The benefits of paying people decent wages are abundantly clear. A generation ago one full-time minimum wage job was enough to keep someone above the low income line in a large urban area. This has not been the case for some time.
Research from the University of British Columbia (Forin and Lemieux, 2014) shows that increases in the minimum wage between 2005 and 2012 have made a significant difference for low wage workers. Economist David Green (2015) writes that minimum wages can be effective in reducing poverty and inequality if they are raised high enough to lift workers above the poverty line.
There used to be a minimum wage for federally regulated industries, but it was eliminated by Jean Chretien's Liberal government in 1996. Since then, employers have paid the prevailing minimum wage in the province they are working in.
While very few workers in the federal jurisdiction earn less than $10 per hour, many more earn somewhere between $10 and $15 per hour. Establishing a $15 minimum wage in the federal jurisdiction would directly benefit approximately 100,000 workers in industries such as telecommunications, air and road transportation, and banking.

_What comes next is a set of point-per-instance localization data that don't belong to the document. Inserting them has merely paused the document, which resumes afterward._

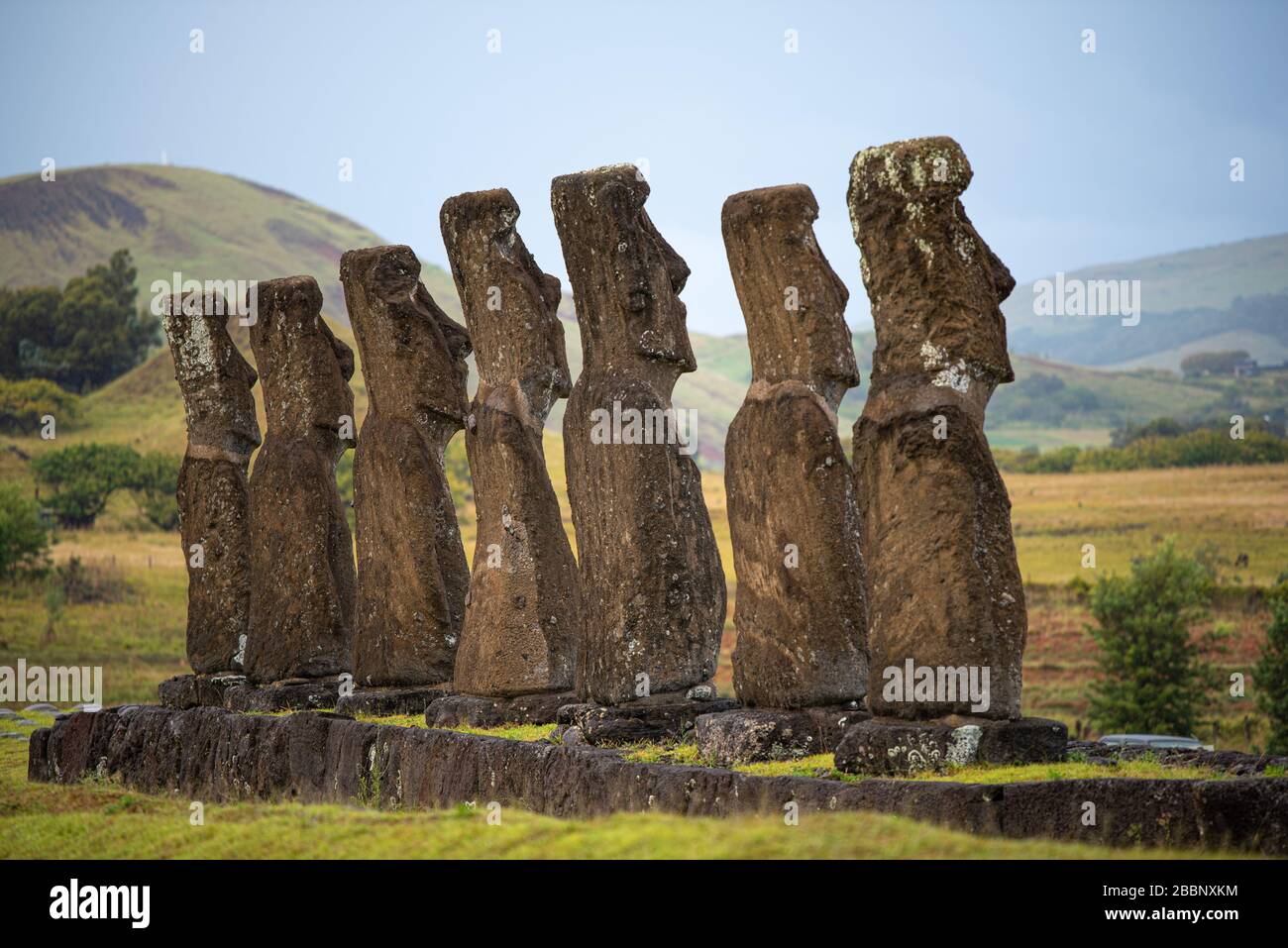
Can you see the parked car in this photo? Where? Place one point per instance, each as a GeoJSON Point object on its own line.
{"type": "Point", "coordinates": [1162, 742]}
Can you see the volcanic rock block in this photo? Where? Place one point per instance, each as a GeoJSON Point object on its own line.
{"type": "Point", "coordinates": [943, 586]}
{"type": "Point", "coordinates": [412, 579]}
{"type": "Point", "coordinates": [524, 604]}
{"type": "Point", "coordinates": [793, 514]}
{"type": "Point", "coordinates": [903, 749]}
{"type": "Point", "coordinates": [223, 432]}
{"type": "Point", "coordinates": [478, 711]}
{"type": "Point", "coordinates": [301, 553]}
{"type": "Point", "coordinates": [652, 586]}
{"type": "Point", "coordinates": [748, 734]}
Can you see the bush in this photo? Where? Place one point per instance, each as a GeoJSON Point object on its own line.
{"type": "Point", "coordinates": [25, 403]}
{"type": "Point", "coordinates": [80, 337]}
{"type": "Point", "coordinates": [24, 537]}
{"type": "Point", "coordinates": [1270, 675]}
{"type": "Point", "coordinates": [156, 480]}
{"type": "Point", "coordinates": [1154, 677]}
{"type": "Point", "coordinates": [82, 476]}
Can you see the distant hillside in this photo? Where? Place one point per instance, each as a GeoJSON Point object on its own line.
{"type": "Point", "coordinates": [210, 224]}
{"type": "Point", "coordinates": [204, 224]}
{"type": "Point", "coordinates": [1228, 296]}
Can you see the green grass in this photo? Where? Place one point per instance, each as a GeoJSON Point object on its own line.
{"type": "Point", "coordinates": [101, 819]}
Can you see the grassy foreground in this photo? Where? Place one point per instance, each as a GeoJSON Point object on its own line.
{"type": "Point", "coordinates": [101, 819]}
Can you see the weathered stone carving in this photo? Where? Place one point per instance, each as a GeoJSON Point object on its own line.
{"type": "Point", "coordinates": [223, 432]}
{"type": "Point", "coordinates": [412, 579]}
{"type": "Point", "coordinates": [652, 586]}
{"type": "Point", "coordinates": [943, 582]}
{"type": "Point", "coordinates": [301, 553]}
{"type": "Point", "coordinates": [793, 515]}
{"type": "Point", "coordinates": [524, 607]}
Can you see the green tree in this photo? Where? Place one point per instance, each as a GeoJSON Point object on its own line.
{"type": "Point", "coordinates": [1270, 674]}
{"type": "Point", "coordinates": [81, 337]}
{"type": "Point", "coordinates": [82, 476]}
{"type": "Point", "coordinates": [24, 539]}
{"type": "Point", "coordinates": [155, 483]}
{"type": "Point", "coordinates": [1154, 675]}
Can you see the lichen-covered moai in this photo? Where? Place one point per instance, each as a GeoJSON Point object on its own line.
{"type": "Point", "coordinates": [947, 618]}
{"type": "Point", "coordinates": [223, 432]}
{"type": "Point", "coordinates": [301, 553]}
{"type": "Point", "coordinates": [412, 578]}
{"type": "Point", "coordinates": [524, 607]}
{"type": "Point", "coordinates": [651, 578]}
{"type": "Point", "coordinates": [793, 515]}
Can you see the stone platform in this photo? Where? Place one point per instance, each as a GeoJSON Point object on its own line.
{"type": "Point", "coordinates": [382, 702]}
{"type": "Point", "coordinates": [894, 747]}
{"type": "Point", "coordinates": [235, 693]}
{"type": "Point", "coordinates": [669, 716]}
{"type": "Point", "coordinates": [478, 711]}
{"type": "Point", "coordinates": [748, 734]}
{"type": "Point", "coordinates": [210, 754]}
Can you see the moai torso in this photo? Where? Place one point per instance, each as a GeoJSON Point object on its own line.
{"type": "Point", "coordinates": [301, 553]}
{"type": "Point", "coordinates": [793, 515]}
{"type": "Point", "coordinates": [412, 579]}
{"type": "Point", "coordinates": [524, 607]}
{"type": "Point", "coordinates": [223, 432]}
{"type": "Point", "coordinates": [651, 579]}
{"type": "Point", "coordinates": [943, 581]}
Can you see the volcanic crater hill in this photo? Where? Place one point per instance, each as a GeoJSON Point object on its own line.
{"type": "Point", "coordinates": [207, 224]}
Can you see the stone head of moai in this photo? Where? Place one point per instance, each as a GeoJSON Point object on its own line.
{"type": "Point", "coordinates": [625, 277]}
{"type": "Point", "coordinates": [413, 353]}
{"type": "Point", "coordinates": [510, 304]}
{"type": "Point", "coordinates": [213, 375]}
{"type": "Point", "coordinates": [934, 283]}
{"type": "Point", "coordinates": [793, 300]}
{"type": "Point", "coordinates": [304, 369]}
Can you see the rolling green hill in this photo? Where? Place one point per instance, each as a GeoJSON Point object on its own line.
{"type": "Point", "coordinates": [204, 224]}
{"type": "Point", "coordinates": [213, 226]}
{"type": "Point", "coordinates": [1210, 299]}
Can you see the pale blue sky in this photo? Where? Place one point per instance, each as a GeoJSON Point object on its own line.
{"type": "Point", "coordinates": [1078, 158]}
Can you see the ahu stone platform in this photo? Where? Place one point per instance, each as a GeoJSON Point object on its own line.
{"type": "Point", "coordinates": [217, 755]}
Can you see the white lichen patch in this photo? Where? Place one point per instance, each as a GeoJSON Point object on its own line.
{"type": "Point", "coordinates": [964, 747]}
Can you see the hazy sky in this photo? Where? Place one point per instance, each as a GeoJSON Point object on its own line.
{"type": "Point", "coordinates": [1078, 158]}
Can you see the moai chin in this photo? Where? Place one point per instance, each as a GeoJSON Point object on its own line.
{"type": "Point", "coordinates": [412, 579]}
{"type": "Point", "coordinates": [223, 432]}
{"type": "Point", "coordinates": [943, 582]}
{"type": "Point", "coordinates": [524, 605]}
{"type": "Point", "coordinates": [651, 579]}
{"type": "Point", "coordinates": [301, 552]}
{"type": "Point", "coordinates": [793, 515]}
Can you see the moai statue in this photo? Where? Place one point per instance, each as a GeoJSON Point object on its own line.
{"type": "Point", "coordinates": [793, 515]}
{"type": "Point", "coordinates": [223, 432]}
{"type": "Point", "coordinates": [947, 617]}
{"type": "Point", "coordinates": [651, 579]}
{"type": "Point", "coordinates": [412, 578]}
{"type": "Point", "coordinates": [524, 607]}
{"type": "Point", "coordinates": [301, 552]}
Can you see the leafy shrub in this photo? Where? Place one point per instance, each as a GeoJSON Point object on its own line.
{"type": "Point", "coordinates": [1270, 675]}
{"type": "Point", "coordinates": [80, 337]}
{"type": "Point", "coordinates": [156, 479]}
{"type": "Point", "coordinates": [24, 537]}
{"type": "Point", "coordinates": [82, 476]}
{"type": "Point", "coordinates": [1154, 675]}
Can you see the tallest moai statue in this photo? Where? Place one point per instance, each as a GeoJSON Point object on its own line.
{"type": "Point", "coordinates": [652, 584]}
{"type": "Point", "coordinates": [944, 584]}
{"type": "Point", "coordinates": [947, 618]}
{"type": "Point", "coordinates": [223, 432]}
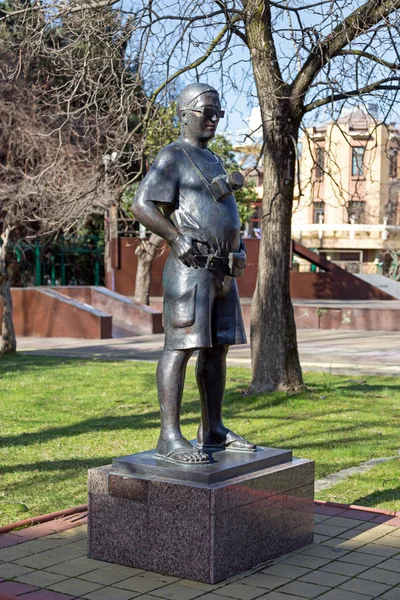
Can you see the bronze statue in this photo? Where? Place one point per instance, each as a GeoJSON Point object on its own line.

A federal minimum wage also establishes national leadership on a fair minimum wage, and fair mechanisms for updating minimum wages. Unfortunately, in many provinces, minimum wages are set using vague, inconsistent and unaccountable mechanisms. They are left to stagnate for too long, pushing people and families into poverty before pressure builds and governments are forced to take action. A federal standard for minimum wages would help change that.
If we can reduce inequality and make things a little bit fairer for workers, shouldn’t we make that a priority?